Jace grinned, like he had a secret. “Your dad talked the tribunal into letting you go into town with me and Marc. Because we have no idea what to buy for a thirteen-year-old girl. Be ready in an hour.”
A field trip? That was too good to be true. My eyes narrowed in suspicion. “What’s the catch?”
His smile faded and Jace crossed his arms over his chest in a closed-off posture I recognized from every argument we’d ever had. “Calvin’s sending one of his men, too, to make sure you don’t make a break for it.”
“Wonderful.” I rolled my eyes in exasperation, stopping only when they landed on the eavesdropping enforcer in the hall. Malone’s man would no doubt report everything Marc and I said during the shopping trip.
Jace glanced over my shoulder. “How’s she doing?” He didn’t bother to whisper; she’d hear him anyway.

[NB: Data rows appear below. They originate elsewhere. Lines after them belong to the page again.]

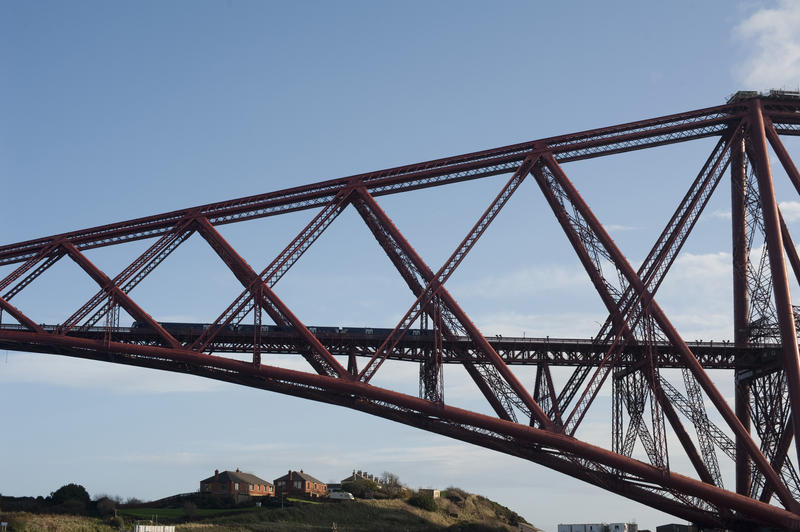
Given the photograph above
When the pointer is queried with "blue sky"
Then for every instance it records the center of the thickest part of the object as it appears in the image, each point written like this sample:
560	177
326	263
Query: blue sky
113	111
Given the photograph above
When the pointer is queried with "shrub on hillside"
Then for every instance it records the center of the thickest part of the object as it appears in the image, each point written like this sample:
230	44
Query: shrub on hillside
362	488
456	495
475	527
424	501
510	516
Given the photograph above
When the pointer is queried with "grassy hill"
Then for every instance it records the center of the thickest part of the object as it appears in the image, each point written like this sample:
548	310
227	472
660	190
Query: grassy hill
455	511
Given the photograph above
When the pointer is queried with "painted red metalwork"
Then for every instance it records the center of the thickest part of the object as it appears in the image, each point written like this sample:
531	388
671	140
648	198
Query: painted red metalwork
636	342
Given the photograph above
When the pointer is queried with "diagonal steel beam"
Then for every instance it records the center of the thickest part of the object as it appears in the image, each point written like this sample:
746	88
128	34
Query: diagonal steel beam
121	297
320	358
629	274
243	304
416	274
432	288
780	280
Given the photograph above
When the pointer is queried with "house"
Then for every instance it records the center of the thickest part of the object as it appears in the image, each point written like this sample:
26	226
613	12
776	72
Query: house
237	484
363	475
300	484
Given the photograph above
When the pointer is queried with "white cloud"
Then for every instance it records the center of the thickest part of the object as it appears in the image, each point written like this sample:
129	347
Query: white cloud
526	281
89	374
772	41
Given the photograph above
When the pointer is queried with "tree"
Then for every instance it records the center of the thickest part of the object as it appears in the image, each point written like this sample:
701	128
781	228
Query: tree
391	485
71	499
363	488
70	492
189	509
106	506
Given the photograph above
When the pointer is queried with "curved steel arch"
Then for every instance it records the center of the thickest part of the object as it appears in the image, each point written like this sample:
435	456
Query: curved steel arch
538	425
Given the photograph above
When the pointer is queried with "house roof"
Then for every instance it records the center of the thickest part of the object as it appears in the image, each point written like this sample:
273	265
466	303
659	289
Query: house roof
236	476
301	475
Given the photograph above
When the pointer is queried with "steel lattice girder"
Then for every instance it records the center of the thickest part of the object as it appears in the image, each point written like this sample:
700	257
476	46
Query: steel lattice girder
637	336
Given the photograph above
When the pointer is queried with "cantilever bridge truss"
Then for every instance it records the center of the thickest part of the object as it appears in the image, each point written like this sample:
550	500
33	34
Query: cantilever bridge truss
755	436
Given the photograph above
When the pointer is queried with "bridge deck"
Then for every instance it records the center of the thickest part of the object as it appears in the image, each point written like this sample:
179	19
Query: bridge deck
417	345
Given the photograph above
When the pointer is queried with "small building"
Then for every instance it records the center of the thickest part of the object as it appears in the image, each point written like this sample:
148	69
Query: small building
599	527
676	528
300	484
363	475
237	484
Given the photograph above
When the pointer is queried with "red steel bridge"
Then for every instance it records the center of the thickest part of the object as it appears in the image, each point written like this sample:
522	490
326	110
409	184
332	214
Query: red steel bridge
753	440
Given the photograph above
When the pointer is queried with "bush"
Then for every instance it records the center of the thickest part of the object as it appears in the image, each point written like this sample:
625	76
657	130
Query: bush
105	506
70	492
424	501
362	488
189	509
456	495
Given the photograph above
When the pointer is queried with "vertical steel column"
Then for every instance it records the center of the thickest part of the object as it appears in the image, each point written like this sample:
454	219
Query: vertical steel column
741	304
780	278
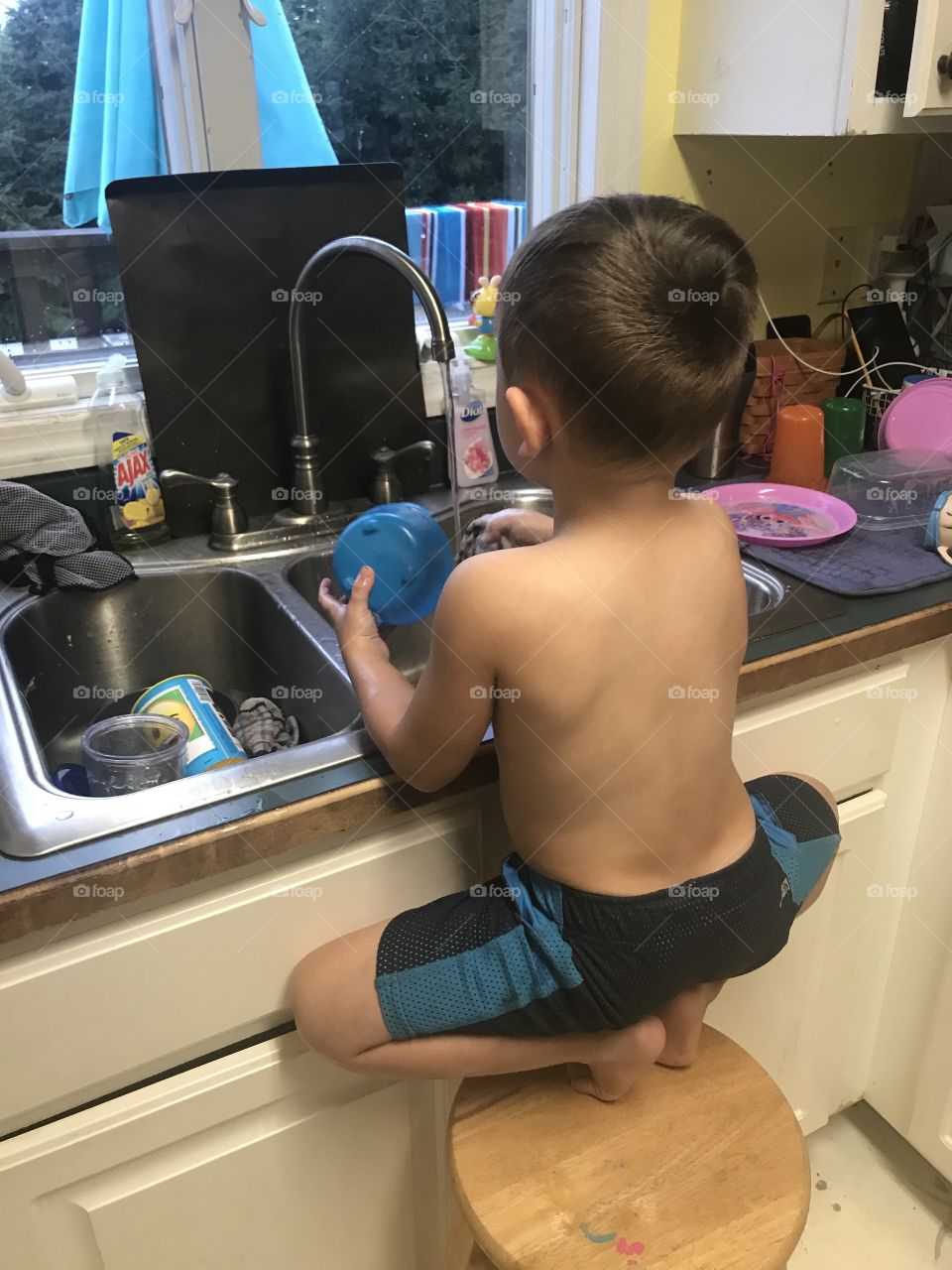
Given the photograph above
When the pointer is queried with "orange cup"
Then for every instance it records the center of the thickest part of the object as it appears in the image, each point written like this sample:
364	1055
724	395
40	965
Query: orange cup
798	447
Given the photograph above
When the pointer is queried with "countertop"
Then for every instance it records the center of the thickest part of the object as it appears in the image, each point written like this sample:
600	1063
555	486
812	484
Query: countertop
54	890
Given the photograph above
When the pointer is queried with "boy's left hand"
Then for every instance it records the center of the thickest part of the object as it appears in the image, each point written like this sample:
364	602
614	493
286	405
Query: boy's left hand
353	621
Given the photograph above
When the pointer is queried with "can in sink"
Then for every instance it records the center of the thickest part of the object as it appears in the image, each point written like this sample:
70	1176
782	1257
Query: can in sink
188	698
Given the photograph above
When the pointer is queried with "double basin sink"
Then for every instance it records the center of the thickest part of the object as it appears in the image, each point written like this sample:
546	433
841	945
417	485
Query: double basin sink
248	624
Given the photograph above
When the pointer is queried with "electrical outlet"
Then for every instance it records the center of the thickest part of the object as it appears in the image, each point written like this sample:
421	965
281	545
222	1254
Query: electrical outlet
841	266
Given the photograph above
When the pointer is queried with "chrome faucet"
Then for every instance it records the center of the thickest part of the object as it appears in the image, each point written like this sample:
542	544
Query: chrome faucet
307	497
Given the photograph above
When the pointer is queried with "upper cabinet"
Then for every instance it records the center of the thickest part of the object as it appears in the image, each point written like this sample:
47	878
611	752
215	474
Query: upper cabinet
814	68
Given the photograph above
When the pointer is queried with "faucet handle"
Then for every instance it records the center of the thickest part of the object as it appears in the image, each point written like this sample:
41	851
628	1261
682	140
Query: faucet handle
386	483
227	515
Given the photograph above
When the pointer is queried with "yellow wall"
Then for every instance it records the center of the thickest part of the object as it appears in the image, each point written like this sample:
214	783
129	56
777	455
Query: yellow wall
779	193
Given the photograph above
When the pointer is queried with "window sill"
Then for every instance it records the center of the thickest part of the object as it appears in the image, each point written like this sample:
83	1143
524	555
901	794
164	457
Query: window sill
33	443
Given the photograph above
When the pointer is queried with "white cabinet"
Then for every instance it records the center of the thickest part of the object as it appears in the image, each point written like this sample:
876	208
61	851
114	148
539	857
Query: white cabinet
155	989
769	67
910	1082
267	1159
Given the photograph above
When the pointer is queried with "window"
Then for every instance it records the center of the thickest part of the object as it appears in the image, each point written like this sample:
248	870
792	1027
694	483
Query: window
440	89
444	91
60	293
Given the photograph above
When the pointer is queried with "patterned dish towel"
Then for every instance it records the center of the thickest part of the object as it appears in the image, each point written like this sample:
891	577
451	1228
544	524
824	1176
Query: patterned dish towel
474	544
45	544
262	728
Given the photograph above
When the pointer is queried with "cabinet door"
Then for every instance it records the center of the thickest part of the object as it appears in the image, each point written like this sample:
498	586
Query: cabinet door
930	1125
268	1157
789	1012
929	90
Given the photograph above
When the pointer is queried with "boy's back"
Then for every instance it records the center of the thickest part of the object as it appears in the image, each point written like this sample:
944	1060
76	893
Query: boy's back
620	644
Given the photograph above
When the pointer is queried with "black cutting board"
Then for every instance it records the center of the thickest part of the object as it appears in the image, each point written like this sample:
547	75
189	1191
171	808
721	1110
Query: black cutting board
204	261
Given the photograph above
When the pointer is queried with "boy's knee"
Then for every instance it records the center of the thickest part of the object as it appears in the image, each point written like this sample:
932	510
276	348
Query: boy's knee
313	991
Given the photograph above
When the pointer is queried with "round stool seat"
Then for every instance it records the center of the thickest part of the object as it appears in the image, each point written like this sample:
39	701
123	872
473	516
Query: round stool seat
699	1169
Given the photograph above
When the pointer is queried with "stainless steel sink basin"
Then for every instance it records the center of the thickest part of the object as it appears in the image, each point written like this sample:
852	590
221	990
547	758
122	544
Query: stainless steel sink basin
77	657
250	625
68	658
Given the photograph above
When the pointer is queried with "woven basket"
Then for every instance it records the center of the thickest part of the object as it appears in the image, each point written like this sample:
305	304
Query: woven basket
782	380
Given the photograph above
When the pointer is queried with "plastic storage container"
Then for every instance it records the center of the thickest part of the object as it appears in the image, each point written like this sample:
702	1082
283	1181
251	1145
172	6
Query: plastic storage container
892	489
134	752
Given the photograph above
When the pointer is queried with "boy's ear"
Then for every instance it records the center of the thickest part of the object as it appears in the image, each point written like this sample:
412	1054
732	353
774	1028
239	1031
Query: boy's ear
532	421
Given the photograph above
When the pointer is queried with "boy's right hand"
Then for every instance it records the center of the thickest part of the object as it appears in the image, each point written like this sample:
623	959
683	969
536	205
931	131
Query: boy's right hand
524	529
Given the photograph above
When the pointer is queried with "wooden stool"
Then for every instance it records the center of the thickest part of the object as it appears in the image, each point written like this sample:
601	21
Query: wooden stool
701	1169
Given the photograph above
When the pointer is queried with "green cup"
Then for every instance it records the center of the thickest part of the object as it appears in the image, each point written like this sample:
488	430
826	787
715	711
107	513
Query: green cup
843	425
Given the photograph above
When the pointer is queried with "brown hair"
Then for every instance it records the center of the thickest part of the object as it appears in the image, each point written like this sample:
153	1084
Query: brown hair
635	312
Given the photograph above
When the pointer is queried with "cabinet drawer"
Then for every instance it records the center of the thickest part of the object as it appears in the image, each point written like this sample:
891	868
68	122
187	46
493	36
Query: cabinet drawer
103	1010
843	733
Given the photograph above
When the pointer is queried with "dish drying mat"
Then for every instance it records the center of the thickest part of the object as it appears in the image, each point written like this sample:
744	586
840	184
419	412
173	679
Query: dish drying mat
861	563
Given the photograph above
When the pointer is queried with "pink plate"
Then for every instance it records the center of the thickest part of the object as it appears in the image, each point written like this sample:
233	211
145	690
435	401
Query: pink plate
782	516
919	418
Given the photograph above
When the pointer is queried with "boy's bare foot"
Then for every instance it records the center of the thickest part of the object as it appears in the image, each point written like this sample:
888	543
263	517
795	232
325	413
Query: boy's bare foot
683	1019
622	1056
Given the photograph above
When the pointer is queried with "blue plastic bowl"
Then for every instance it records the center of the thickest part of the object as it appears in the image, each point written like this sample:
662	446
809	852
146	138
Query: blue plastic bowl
411	557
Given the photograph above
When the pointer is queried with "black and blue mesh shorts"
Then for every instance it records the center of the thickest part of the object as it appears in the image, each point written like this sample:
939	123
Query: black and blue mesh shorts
524	955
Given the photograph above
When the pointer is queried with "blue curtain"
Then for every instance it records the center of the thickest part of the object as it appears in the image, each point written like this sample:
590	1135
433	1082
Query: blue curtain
116	130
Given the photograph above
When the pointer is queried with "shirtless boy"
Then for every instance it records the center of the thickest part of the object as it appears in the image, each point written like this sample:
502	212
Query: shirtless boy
606	653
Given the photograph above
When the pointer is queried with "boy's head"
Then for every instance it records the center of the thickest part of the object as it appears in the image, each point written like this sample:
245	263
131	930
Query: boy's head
625	321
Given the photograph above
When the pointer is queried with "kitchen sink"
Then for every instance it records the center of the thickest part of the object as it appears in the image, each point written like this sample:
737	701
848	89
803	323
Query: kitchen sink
79	657
250	625
70	658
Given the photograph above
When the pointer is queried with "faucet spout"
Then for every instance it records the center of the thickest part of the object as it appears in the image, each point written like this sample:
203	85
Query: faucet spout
307	497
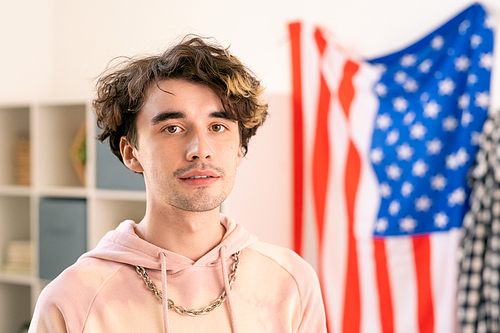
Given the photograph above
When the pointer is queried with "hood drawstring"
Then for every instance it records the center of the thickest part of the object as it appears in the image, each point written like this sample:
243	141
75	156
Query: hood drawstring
227	288
164	292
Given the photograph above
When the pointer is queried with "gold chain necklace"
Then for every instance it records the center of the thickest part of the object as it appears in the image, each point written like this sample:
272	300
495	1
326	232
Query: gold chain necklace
192	312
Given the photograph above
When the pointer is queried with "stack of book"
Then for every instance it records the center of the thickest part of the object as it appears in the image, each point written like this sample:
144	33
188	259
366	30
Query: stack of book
18	258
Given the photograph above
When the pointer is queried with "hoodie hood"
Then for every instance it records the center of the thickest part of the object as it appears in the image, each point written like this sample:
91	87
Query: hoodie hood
122	245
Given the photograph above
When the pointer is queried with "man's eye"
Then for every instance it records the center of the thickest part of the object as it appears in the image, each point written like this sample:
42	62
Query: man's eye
172	129
218	128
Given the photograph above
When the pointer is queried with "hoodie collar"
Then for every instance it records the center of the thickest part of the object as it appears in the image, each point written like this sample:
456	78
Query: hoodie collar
124	246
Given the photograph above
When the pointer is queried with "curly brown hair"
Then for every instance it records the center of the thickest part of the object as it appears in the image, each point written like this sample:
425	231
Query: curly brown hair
122	89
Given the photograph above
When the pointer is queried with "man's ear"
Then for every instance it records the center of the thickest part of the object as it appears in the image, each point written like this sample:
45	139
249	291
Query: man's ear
240	156
129	155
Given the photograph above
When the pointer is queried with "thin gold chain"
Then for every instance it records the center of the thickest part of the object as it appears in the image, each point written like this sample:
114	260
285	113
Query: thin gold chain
192	312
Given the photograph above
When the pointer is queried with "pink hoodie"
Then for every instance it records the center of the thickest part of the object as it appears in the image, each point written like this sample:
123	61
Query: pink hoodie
274	291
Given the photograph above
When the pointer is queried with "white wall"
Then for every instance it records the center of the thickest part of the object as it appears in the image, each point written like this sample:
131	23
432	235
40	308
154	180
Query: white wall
53	48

“Coming right along, actually.” I followed his gaze to where Kaci sat watching us both, making no attempt to hide her curiosity. “But the weird thing is that she knows nothing about us. As a species.”
Jace’s eyebrows rose, and he looked at the tabby again. Then those same brows furrowed in a deep frown. “How is that possible?”
I scowled at the guard still watching us, then met Jace’s eyes again. “I don’t know, but I’m about to find out.”
Twenty-Three
“Who was that?” Kaci asked as I tucked a can under each arm then bent awkwardly to pick up both plates of pizza.
“That was Jace Hammond.” Leaning over the bed, I set both plates down on the rumpled comforter and let the cans fall next to them. “He’s one of my father’s enforcers, and my brother Ethan’s best friend. He’s a really good guy.”
Kaci bit into her first wedge of pizza, then spoke around the bite with one small hand hiding her mouth. “Where’s your brother?”
“Ethan?” I asked, and she nodded, still chewing. “He’s at home. In Texas.”
“Do you miss him?”
I chewed and swallowed my own bite before answering. “Nah. We’ve only been here a few days, and we’ll go back soon.” Assuming I survived my trial. And could stand living on the ranch without Marc…
Kaci shoved the crust from her first piece into her mouth then leaned against the windowsill and popped open her Coke. “So, Jace works for your dad?”